ECLI:NL:HR:2000:AA6928

Hoge Raad

Datum uitspraak
29 augustus 2000
Publicatiedatum
4 april 2013
Zaaknummer
35511
Instantie
Hoge Raad
Type
Uitspraak
Procedures
  • Cassatie
Rechters
  • R.J.J. Jansen
  • A.E. de Moor
  • F.W.G.M. van Brunschot
  • D.G. van Vliet
  • P. Lourens
Vindplaatsen
  • Rechtspraak.nl
AI samenvatting door LexboostAutomatisch gegenereerd

Cassatieberoep tegen naheffingsaanslag omzetbelasting door fiscale eenheid

In deze zaak gaat het om een cassatieberoep van de fiscale eenheid X B.V. tegen een uitspraak van het Gerechtshof te Amsterdam van 14 juli 1999. De zaak betreft een naheffingsaanslag in de omzetbelasting voor het tijdvak van 1 januari 1991 tot en met 31 december 1991. Aan belanghebbende was een naheffingsaanslag opgelegd, die na bezwaar door de Inspecteur was verminderd tot een bedrag van ƒ 136.036,--. Belanghebbende ging in beroep tegen deze uitspraak, maar het Hof verklaarde het beroep ongegrond.
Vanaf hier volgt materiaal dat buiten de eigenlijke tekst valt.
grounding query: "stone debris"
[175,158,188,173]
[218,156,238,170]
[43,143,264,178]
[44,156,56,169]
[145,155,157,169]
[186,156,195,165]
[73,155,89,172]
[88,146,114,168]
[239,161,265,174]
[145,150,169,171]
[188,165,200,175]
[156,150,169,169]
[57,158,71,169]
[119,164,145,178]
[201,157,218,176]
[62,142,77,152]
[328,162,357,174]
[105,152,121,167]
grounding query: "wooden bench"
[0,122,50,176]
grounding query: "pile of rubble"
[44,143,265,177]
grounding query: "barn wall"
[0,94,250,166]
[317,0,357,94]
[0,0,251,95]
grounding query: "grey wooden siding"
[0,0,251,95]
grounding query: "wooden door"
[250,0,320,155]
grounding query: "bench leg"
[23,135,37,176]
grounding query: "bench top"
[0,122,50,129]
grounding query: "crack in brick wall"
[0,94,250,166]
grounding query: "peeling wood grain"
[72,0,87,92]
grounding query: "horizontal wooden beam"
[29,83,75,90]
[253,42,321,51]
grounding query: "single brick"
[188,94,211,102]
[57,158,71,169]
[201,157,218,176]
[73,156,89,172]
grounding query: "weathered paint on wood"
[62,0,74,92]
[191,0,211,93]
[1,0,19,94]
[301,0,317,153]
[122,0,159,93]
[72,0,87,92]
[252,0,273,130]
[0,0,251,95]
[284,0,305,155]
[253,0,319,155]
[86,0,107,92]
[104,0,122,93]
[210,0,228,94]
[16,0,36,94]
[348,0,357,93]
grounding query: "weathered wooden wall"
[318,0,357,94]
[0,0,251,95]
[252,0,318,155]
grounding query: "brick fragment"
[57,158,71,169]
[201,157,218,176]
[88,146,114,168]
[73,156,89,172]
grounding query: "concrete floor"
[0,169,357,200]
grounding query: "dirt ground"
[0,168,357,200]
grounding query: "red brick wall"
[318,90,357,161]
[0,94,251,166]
Hierna heeft belanghebbende cassatie ingesteld tegen de uitspraak van het Hof.

De Staatssecretaris van Financiën heeft in een vertoogschrift het cassatieberoep bestreden. De Hoge Raad heeft de zaak beoordeeld en vastgesteld dat het middel van cassatie niet kan leiden tot cassatie. Dit is in overeenstemming met artikel 101a van de Wet op de rechterlijke organisatie, omdat het middel geen rechtsvragen oproept die van belang zijn voor de rechtseenheid of de rechtsontwikkeling.

De Hoge Raad heeft ook de proceskosten besproken en oordeelt dat er geen termen aanwezig zijn voor een veroordeling in de proceskosten, zoals bedoeld in artikel 5a van de Wet administratieve rechtspraak belastingzaken. Uiteindelijk heeft de Hoge Raad het beroep verworpen, en dit arrest is op 29 augustus 2000 vastgesteld door de vice-president en de raadsheren, en in het openbaar uitgesproken.

Uitspraak

Nr. 35511
29 augustus 2000
gewezen op het beroep in cassatie van de fiscale eenheid X B.V. te Z tegen de uitspraak van het Gerechtshof te Amsterdam van 14 juli 1999 betreffende na te melden naheffingsaanslag in de omzetbelasting.
1. Aanslag, bezwaar en geding voor het Hof
Aan belanghebbende is over het tijdvak 1 januari 1991 tot en met 31 december 1991 een naheffingsaanslag in de omzetbelasting opgelegd, zonder verhoging, welke aanslag, na daartegen gemaakt bezwaar, bij uitspraak van de Inspecteur is verminderd tot een aanslag ten bedrage van ƒ 136.036,--.
Belanghebbende is tegen die uitspraak in beroep gekomen bij het Hof, dat het beroep ongegrond heeft verklaard. De uitspraak van het Hof is aan dit arrest gehecht.
2. Geding in cassatie
Belanghebbende heeft tegen 's Hofs uitspraak beroep in cassatie ingesteld. Het beroepschrift in cassatie is aan dit arrest gehecht en maakt daarvan deel uit.
De Staatssecretaris van Financiën heeft bij vertoogschrift het cassatieberoep bestreden.
3. Beoordeling van het middel van cassatie
Het middel kan niet tot cassatie leiden. Zulks behoeft, gezien artikel 101a van de Wet op de rechterlijke organisatie, geen nadere motivering, nu het middel niet noopt tot beantwoording van rechtsvragen in het belang van de rechtseenheid of de rechtsontwikkeling.
4. Proceskosten
De Hoge Raad acht geen termen aanwezig voor een veroordeling in de proceskosten als bedoeld in artikel 5a van de Wet administratieve rechtspraak belastingzaken.
5. Beslissing
De Hoge Raad verwerpt het beroep.
Dit arrest is op 29 augustus 2000 vastgesteld door de vice-president R.J.J. Jansen als voorzitter, en de raadsheren A.E. de Moor, F.W.G.M. van Brunschot, D.G. van Vliet en P. Lourens, in tegenwoordigheid van de waarnemend griffier J.M. van Hooff, en op die datum in het openbaar uitgesproken.